Her Love for the Outdoors Lives On in Bequest

January 1, 2015

Marsha Baker was never one to be squeamish. When she was a girl growing up in Peterborough in a house near woods and a stream, she routinely brought home what others might not dare to touch. 

          

  “If she found an injured chipmunk or if she found a groundhog baby, she would bring that back home and raise it in the den,” recalled Marsha’s brother Lee Baker, four years her junior.

            “She would raise cecropia moths in the bathtub and bring in branches of cherry leaves they liked to eat. Guests would say, ‘What was that munching in the middle of the night?’ ”

            Marsha’s early interest in wildlife and nature grew as she got older, becoming her passion and comfort as she dealt with the epilepsy she was born with and then a 13-year fight with cancer that claimed her life in 2003 at the age of 57. Now, nearly 11 years later, the legacy she put in trust before her death has resulted in a large bequest to the Forest Society to use for conserving the wildlife habitat she was committed to protecting.

            The Forest Society is one of six nonprofit organizations Marsha’s bequest will strengthen. Marsha knew the Forest Society’s land protection mission well through her brother Lee and his wife Jeannette. They are longtime Forest Society members, and Lee has volunteered as a land steward ever since the program began in 1974. He now serves at both the McGreal Forest and the Kulish Forest in Hancock.  

            In her lifetime, Marsha joined with Jeannette, Lee and their mother, Virginia Baker, to support conservation close to their homes through the Harris Center for Conservation Education. The center named the conserved land around Rye Pond in Nelson, Antrim and Stoddard the Virginia Baker Natural Area in honor of the family’s support.

            Marsha wanted her bequest to the Forest Society to be used to protect even more land, because it was something tangible she could do to help protect homes for wildlife and places of natural beauty she so appreciated herself, Lee said.

            She expressed that appreciation through nature photography, and she spent a lot of time taking photos around Rye Pond and wherever her adventurous spirit took her. Her epilepsy prevented her from driving, but with her mother as her companion, she took sightseeing cruises to Alaska, Hawaii and Bermuda and frequent more local photography excursions.
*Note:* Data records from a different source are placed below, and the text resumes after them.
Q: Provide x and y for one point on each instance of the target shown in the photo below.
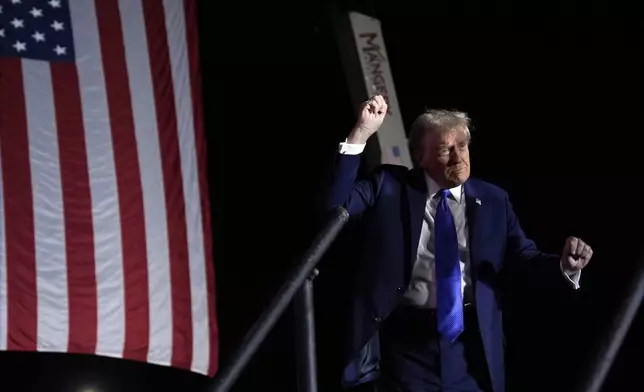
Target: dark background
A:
(555, 93)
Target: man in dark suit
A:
(425, 312)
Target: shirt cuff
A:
(573, 277)
(351, 149)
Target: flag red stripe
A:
(173, 184)
(79, 229)
(20, 244)
(190, 11)
(128, 177)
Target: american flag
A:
(105, 241)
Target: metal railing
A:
(300, 283)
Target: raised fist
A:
(372, 114)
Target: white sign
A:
(378, 80)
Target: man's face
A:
(446, 157)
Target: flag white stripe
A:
(3, 271)
(147, 136)
(49, 219)
(102, 179)
(180, 66)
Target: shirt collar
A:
(433, 188)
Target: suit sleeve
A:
(524, 250)
(344, 189)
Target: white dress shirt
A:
(422, 288)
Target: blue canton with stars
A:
(36, 29)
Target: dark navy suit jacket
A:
(392, 204)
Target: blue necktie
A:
(448, 272)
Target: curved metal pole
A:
(229, 374)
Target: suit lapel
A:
(473, 204)
(416, 190)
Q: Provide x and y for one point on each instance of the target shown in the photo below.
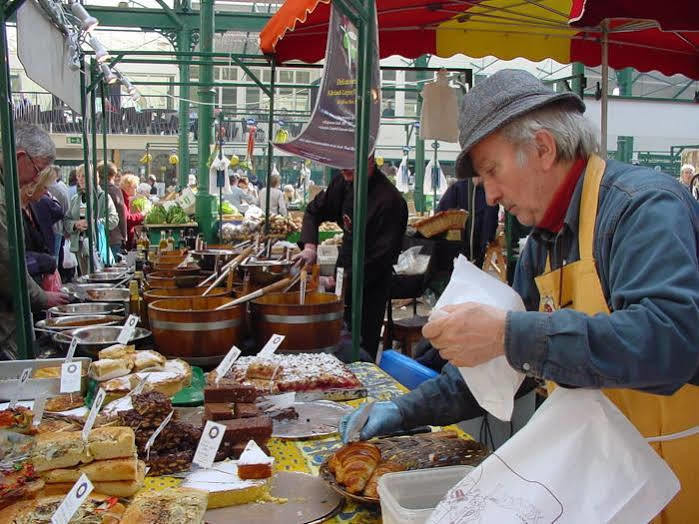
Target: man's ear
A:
(546, 149)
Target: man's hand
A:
(56, 298)
(307, 257)
(469, 335)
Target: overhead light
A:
(89, 22)
(101, 53)
(108, 74)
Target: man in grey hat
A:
(609, 276)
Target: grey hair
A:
(34, 141)
(575, 135)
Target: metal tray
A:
(11, 370)
(69, 322)
(316, 419)
(87, 308)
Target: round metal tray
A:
(316, 419)
(86, 308)
(71, 322)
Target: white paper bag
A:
(493, 383)
(578, 460)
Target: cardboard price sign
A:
(209, 443)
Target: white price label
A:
(96, 406)
(71, 349)
(151, 440)
(271, 346)
(209, 443)
(339, 279)
(71, 375)
(128, 329)
(75, 497)
(26, 373)
(38, 409)
(226, 363)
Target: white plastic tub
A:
(411, 496)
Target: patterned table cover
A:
(307, 455)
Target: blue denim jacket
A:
(647, 251)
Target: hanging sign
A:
(329, 136)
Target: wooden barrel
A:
(192, 329)
(312, 327)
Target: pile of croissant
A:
(358, 466)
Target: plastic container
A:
(409, 497)
(405, 370)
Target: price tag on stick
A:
(71, 375)
(96, 406)
(271, 346)
(75, 497)
(339, 280)
(128, 330)
(26, 373)
(71, 349)
(151, 440)
(226, 363)
(209, 443)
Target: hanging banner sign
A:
(329, 136)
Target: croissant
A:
(354, 464)
(371, 489)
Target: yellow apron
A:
(658, 418)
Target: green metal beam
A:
(151, 19)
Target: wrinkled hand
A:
(56, 298)
(469, 335)
(307, 257)
(385, 418)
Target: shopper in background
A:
(386, 220)
(277, 204)
(118, 235)
(75, 223)
(129, 184)
(35, 151)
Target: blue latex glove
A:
(385, 418)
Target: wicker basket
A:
(441, 222)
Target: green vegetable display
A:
(157, 215)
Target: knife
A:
(354, 431)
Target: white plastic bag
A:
(493, 383)
(578, 460)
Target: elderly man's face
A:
(522, 190)
(29, 167)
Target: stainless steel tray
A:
(87, 308)
(316, 419)
(10, 371)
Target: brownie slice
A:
(245, 410)
(218, 411)
(244, 429)
(230, 393)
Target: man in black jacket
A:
(387, 217)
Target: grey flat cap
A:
(497, 101)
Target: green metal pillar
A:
(204, 200)
(366, 31)
(184, 43)
(624, 150)
(577, 83)
(15, 233)
(86, 161)
(270, 147)
(105, 169)
(419, 196)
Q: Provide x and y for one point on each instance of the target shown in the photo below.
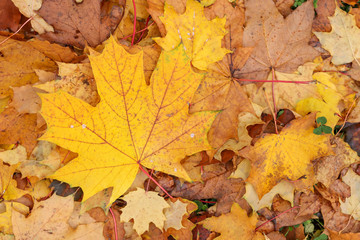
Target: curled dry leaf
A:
(342, 42)
(234, 225)
(279, 44)
(144, 208)
(93, 23)
(200, 38)
(287, 155)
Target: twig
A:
(278, 81)
(142, 169)
(347, 115)
(115, 225)
(3, 41)
(134, 29)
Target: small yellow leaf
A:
(352, 204)
(144, 208)
(286, 155)
(201, 38)
(327, 106)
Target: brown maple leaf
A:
(280, 44)
(218, 90)
(80, 23)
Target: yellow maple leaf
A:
(343, 40)
(133, 124)
(233, 225)
(327, 106)
(286, 155)
(144, 208)
(201, 38)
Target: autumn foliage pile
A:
(153, 119)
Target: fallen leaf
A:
(342, 41)
(324, 10)
(6, 173)
(284, 188)
(77, 80)
(156, 9)
(234, 225)
(327, 169)
(20, 128)
(185, 232)
(327, 105)
(284, 6)
(141, 8)
(9, 16)
(17, 70)
(154, 120)
(25, 100)
(279, 44)
(144, 208)
(43, 167)
(286, 155)
(215, 185)
(243, 139)
(219, 91)
(334, 235)
(80, 23)
(200, 38)
(351, 205)
(286, 95)
(29, 9)
(174, 214)
(48, 219)
(54, 51)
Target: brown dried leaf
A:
(77, 24)
(279, 44)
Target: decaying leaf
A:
(286, 155)
(48, 219)
(17, 70)
(342, 42)
(351, 205)
(327, 169)
(29, 9)
(234, 225)
(200, 38)
(279, 44)
(93, 23)
(144, 208)
(133, 123)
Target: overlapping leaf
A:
(133, 123)
(286, 155)
(201, 38)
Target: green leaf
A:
(321, 120)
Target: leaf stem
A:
(134, 29)
(115, 225)
(144, 171)
(275, 81)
Sometimes these excursions were quite eventful.

            “They’d be driving along a busy road and Marsha would say ‘Mom, stop, stop,’ and it didn’t mean stopping half a mile down the road, it meant stopping right there,” Lee said.

            Nature photography may have been toward the top of her list of interests, but it was a very long list. “Marsha had a vast interest in everything,” Lee said. She collected books and volunteered at the Peterborough library, where her sister-in-law Jeannette worked and where she could indulge her curiosity all the more.

            She enjoyed hiking and biking, and -- even after getting cancer treatment --  completed a biking marathon from Maine to Florida to raise money for local conservation efforts. Gardening was another passion, and she had a knack for it.  

            “I used to say growing up that she could take a dead stick and make it grow,” Lee said.

            An abiding love for the outdoors was the thread running through all of Marsha’s interests, as was a strong sense of determination, whether it was to keep bicycling as long as she could despite her illness, making her vegetables grow, caring for animals or helping to protect land. Upon hearing of a need or a project, Lee said, her response often was “Shouldn’t someone do something?”

            Through her bequest, Marsha has herself become that “someone.”  

            “We are deeply grateful for Marsha’s bequest,  said Jane Difley, forester/president. “We share and respect her love for wildlife and her desire to provide a home for them and a place where others can find beauty and tranquility, and we’re honored to be able to work for land protection on her behalf.”